Surabaya, Kompas -
Selama ini ketokohan Soekarno menjadi satu dengan Mohammad Hatta sebagai dwitunggal dan mendapat gelar Proklamator. Gelar proklamator ini justru mereduksi kebesaran Soekarno dan Mohammad Hatta sebagai individu.
Demikian disampaikan mantan Ketua Mahkamah Konstitusi Jimly Asshiddiqie seusai seminar ”Kepahlawanan dan Konsistensi Perjuangan Mewujudkan Indonesia Berdasarkan Pancasila dan UUD 1945” di Surabaya, Jawa Timur, Senin (16/7). Hadir pula Gubernur Jawa Timur Soekarwo, Pemimpin Redaksi Majalah Prisma Daniel Dhakidae, dan sejarawan JJ Rizal.
”Kepahlawanan Soekarno ini dapat memasyarakatkan kembali identitas kebangsaan dan falsafah hidup bersama,” kata Jimly.
Wacana penetapan Soekarno sebagai pahlawan nasional ini dapat dilakukan sambil meluruskan catatan sejarah yang hilang mengenai proklamator dan salah satu pendiri bangsa ini.
Menurut Jimly, sejarah yang perlu diluruskan adalah peristiwa pencabutan mandat Soekarno oleh Majelis Permusyawaratan Rakyat Sementara tahun 1967. Pencabutan mandat itu dikaitkan dengan peristiwa Gerakan 30 September. Asumsi mengenai pelanggaran hukum yang dilakukan Soekarno sampai saat ini masih dibiarkan menggantung.

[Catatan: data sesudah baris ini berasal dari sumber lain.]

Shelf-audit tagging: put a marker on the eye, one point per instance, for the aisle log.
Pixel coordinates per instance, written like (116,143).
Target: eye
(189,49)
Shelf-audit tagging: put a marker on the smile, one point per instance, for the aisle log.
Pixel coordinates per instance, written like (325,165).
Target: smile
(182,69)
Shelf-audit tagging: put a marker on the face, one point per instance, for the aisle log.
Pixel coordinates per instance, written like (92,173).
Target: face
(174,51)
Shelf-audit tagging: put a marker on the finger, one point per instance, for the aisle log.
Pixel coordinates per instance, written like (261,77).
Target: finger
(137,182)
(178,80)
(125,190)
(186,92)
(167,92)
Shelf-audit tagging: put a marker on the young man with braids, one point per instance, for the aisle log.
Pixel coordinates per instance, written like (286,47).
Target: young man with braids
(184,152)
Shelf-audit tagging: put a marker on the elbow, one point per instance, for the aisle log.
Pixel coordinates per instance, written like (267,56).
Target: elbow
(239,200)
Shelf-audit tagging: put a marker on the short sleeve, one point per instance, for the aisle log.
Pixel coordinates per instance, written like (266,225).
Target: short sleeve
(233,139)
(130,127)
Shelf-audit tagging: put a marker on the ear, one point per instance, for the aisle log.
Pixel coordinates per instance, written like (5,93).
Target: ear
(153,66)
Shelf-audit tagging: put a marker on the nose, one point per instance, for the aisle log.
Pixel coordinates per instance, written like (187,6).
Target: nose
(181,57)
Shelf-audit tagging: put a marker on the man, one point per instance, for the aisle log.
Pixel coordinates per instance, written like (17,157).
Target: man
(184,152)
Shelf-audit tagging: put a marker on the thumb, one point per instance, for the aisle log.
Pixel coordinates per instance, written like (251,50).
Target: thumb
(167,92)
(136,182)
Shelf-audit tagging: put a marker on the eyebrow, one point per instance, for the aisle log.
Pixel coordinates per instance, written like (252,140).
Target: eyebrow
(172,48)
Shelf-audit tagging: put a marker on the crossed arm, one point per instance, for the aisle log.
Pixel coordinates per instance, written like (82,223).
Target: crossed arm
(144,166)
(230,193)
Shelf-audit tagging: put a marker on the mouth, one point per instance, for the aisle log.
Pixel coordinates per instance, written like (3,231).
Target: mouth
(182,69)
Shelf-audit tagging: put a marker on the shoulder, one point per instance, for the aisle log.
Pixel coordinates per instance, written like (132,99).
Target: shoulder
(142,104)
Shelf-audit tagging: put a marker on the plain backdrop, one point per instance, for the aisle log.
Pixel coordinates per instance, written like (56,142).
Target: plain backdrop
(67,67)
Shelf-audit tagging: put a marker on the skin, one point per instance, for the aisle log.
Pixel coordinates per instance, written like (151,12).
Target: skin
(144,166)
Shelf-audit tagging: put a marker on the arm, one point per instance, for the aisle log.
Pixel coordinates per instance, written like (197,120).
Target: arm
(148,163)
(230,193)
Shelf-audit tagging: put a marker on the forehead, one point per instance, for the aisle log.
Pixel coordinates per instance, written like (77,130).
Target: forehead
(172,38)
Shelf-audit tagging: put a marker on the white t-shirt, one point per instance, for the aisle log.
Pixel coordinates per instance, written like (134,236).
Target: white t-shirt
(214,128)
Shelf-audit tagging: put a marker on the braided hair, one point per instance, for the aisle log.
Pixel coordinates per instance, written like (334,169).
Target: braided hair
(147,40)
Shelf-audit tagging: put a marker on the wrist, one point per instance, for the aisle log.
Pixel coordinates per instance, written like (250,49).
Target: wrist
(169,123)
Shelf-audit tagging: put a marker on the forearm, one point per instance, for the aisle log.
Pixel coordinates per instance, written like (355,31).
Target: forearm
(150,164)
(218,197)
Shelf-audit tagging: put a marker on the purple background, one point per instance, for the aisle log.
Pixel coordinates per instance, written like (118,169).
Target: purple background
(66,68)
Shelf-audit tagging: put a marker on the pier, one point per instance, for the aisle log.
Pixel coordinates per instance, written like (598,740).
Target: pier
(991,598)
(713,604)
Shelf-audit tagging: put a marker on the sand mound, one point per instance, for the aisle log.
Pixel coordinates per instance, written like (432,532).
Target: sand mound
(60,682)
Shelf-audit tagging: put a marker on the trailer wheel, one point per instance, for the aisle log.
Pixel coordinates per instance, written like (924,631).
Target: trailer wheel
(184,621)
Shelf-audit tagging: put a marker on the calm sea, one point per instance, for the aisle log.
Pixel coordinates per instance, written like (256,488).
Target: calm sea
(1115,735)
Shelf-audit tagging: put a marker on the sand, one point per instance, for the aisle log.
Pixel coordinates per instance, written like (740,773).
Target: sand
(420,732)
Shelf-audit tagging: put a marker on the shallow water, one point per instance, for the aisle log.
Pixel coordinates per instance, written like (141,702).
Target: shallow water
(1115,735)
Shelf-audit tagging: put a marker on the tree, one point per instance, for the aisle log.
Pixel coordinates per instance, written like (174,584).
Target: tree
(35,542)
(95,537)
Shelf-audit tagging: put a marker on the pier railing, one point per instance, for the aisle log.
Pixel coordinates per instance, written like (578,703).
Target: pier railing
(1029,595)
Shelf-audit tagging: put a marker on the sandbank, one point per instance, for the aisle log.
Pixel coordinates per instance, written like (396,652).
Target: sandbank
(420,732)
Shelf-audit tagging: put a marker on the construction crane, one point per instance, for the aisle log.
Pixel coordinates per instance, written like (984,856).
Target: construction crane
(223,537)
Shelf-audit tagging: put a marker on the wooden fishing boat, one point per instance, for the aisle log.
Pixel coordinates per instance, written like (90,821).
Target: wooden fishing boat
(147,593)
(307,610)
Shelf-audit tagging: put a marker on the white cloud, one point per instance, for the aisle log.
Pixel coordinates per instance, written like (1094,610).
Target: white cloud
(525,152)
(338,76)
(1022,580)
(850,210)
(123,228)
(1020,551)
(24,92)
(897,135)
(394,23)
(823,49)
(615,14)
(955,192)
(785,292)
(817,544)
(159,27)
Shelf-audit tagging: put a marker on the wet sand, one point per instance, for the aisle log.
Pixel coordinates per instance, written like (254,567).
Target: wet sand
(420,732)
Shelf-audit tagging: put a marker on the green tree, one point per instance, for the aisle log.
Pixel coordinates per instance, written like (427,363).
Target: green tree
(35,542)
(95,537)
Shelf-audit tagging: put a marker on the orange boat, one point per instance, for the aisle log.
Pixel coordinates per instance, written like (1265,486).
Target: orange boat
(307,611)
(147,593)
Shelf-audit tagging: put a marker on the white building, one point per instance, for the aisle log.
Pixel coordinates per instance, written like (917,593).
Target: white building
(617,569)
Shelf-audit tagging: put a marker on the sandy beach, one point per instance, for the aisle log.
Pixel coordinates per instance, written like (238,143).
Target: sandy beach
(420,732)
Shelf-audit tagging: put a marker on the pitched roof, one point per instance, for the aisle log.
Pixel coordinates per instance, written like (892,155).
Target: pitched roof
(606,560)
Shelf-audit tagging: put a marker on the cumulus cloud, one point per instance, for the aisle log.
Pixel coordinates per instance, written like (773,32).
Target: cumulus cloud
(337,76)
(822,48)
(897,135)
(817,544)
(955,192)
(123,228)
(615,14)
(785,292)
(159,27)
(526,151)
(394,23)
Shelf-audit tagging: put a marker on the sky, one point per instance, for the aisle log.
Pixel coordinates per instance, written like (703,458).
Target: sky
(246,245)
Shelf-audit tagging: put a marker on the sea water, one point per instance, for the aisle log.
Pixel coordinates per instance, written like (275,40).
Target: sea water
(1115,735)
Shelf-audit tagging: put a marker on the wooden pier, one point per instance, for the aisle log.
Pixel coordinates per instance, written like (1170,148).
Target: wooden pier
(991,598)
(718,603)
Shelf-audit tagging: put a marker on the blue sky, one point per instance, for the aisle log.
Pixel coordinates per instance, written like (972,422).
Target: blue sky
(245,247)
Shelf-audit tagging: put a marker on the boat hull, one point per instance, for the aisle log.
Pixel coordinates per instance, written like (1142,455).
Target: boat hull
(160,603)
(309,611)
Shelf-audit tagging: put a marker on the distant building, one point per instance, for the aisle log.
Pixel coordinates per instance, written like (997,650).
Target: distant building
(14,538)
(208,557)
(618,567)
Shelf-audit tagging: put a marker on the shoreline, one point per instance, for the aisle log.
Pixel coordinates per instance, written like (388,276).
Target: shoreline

JJ Rizal mengatakan, persoalan hukum Soekarno yang menggantung sama saja seperti memfitnah Soekarno. Kondisi ini, jika dibiarkan, akan menuju pada kesimpulan bahwa pemikiran dan pandangan Soekarno sudah usang dan tidak lagi kontekstual. Kondisi ini membuka peluang besar munculnya manipulasi dan penipuan.
“Tokoh politik yang tidak bermoral bisa mengaku setia pada ajaran Soekarno. Padahal, mereka menjalankan kebijakan dan program yang justru bertentangan dengan prinsip Soekarno,” kata Rizal.
Jimly mengatakan, hasil seminar mengenai kepahlawanan itu akan ditindaklanjuti akademisi. Jimly berharap paling lambat tahun 2013 Soekarno sudah dapat ditetapkan sebagai pahlawan nasional.